Just one week after global outages, Cloudflare experienced another outage. This outage was caused by a high increase in CPU usage due to a bug that was in the company’s firewall software. This bug was not inserted by a hacker but was caused by Cloudflare themselves. The issue lasted for about 30 minutes which affected thousands of websites that trust Cloudflare to ensure their website is operational and secure. When you think of an outage or a bug in software, you probably think that it was a hacker trying to breach the website. Surprisingly, it is more common to see self-inflicted outages due to poor software quality rather than hackers attacking websites.
Modern software is very complex. With multiple system interfaces and complex requirements, the software complexity sometimes grows beyond control, rendering applications and portfolios overly costly to maintain and risky to enhance. Left unchecked, software complexity can run rampant in delivered projects, leaving behind bloated, cumbersome applications.

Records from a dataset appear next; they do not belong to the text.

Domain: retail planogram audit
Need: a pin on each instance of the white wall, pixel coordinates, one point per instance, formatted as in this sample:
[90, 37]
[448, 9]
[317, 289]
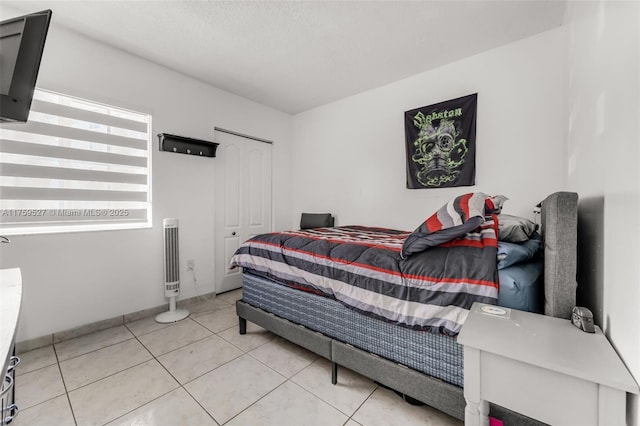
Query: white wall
[78, 278]
[349, 156]
[604, 141]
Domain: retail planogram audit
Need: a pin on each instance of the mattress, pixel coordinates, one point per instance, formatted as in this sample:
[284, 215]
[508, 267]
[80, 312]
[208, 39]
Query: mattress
[434, 354]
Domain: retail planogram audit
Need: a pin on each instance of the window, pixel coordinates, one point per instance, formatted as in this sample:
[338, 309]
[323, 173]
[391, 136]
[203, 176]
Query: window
[76, 165]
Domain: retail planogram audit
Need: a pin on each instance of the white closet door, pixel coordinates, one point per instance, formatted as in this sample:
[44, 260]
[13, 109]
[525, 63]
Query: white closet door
[243, 200]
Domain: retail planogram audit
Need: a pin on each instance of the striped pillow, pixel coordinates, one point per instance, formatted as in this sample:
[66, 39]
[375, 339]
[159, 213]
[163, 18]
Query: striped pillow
[458, 217]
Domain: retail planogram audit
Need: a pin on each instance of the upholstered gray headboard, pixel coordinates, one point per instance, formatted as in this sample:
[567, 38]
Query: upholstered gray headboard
[559, 215]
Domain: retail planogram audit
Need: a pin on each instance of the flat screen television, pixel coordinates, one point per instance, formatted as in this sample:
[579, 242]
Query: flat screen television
[21, 45]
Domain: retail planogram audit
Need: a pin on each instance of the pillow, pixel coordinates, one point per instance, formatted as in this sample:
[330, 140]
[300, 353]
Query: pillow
[515, 229]
[458, 217]
[511, 253]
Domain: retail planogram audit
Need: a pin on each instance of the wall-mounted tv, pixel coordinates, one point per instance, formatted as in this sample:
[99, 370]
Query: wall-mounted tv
[21, 45]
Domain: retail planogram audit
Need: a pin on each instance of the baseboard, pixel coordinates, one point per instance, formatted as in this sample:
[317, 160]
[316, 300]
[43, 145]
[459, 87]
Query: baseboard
[72, 333]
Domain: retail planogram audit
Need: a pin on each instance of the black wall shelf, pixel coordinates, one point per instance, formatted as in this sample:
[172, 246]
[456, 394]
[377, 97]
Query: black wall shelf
[184, 145]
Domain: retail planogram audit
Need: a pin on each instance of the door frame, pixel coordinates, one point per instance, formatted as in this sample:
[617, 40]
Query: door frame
[272, 224]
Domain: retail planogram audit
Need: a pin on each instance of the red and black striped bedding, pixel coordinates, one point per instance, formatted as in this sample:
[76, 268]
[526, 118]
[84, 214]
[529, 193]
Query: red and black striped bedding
[362, 268]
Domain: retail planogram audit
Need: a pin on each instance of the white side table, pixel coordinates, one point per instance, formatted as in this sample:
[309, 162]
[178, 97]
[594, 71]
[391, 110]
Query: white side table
[542, 367]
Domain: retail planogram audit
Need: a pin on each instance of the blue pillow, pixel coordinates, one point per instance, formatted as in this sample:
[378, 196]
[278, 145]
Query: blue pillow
[511, 253]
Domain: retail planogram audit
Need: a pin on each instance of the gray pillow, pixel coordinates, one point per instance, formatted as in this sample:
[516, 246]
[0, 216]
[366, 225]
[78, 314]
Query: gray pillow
[515, 229]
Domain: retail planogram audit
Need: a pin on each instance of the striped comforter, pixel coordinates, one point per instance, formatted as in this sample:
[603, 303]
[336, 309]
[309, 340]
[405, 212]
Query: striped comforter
[362, 268]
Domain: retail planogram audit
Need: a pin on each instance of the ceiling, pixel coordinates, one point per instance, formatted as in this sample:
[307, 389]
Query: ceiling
[297, 55]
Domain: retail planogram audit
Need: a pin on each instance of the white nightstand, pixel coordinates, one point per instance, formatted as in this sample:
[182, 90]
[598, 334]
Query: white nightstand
[542, 367]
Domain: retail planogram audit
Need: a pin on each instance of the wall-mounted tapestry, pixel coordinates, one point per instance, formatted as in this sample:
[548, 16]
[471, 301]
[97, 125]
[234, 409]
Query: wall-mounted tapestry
[441, 144]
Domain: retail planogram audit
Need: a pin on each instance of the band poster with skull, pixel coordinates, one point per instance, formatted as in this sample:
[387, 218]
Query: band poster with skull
[441, 144]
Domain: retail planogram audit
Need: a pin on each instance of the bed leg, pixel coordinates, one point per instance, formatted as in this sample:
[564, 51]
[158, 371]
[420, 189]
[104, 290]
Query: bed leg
[242, 325]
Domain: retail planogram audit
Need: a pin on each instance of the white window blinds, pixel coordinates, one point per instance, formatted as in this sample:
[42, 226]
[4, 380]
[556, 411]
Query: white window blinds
[75, 166]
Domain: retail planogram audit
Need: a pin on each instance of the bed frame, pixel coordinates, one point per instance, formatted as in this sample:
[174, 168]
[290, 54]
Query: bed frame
[559, 232]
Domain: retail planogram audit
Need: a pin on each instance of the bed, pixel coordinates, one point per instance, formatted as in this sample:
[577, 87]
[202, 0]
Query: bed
[404, 346]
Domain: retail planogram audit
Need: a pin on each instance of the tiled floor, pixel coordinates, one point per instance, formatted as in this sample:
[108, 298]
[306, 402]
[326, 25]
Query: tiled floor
[199, 371]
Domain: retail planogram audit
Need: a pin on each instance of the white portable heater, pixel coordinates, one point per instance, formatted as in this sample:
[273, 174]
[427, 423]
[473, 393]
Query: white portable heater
[171, 273]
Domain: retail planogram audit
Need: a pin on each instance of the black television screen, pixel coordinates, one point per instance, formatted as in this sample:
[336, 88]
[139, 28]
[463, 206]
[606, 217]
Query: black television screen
[21, 45]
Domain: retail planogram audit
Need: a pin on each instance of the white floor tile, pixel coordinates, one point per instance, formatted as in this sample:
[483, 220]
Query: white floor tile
[110, 398]
[290, 404]
[145, 325]
[38, 358]
[91, 342]
[231, 388]
[54, 411]
[96, 365]
[196, 359]
[347, 395]
[213, 304]
[39, 386]
[219, 320]
[385, 408]
[231, 296]
[170, 338]
[284, 357]
[256, 336]
[175, 408]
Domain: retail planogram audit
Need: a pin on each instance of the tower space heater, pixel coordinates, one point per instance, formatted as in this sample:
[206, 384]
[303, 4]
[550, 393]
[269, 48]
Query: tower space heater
[171, 273]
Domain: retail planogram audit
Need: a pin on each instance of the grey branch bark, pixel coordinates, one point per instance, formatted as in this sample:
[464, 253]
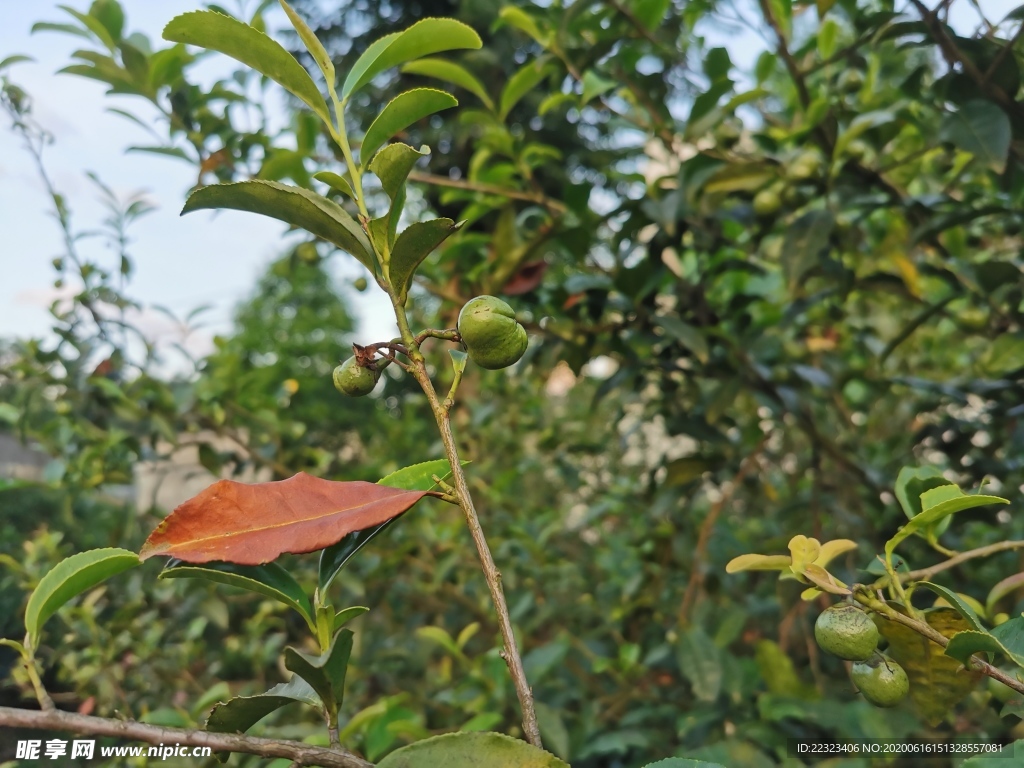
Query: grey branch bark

On top of this, if a coder writes software in a highly creative way, then it is often difficult for them or their colleagues to avoid introducing flaws when they go back to make enhancements. Software nowadays is often beyond the understanding of human software architects. We can expect to see more unpredictable behavior due to software complexity and from systems that are composed of multiple piece-parts. Only with software intelligence will it be possible to uncover software quality issues or bugs in the software. Without this sort of advanced technology, it will be too late by the time you realize there is a problem.
The ironic part of the situation is that the website DownDetector, which is responsible for informing people if a website is experiencing issues, was also down. Cloudflare handled the outage well by informing their customers of the mistake, assuring them that there was no attack, and promptly fixing the issue. The company is working to improve their testing system to prevent another incident similar to this one. Testing, however, is only part of the solution. Let’s just hope they also get some software intelligence into the mix.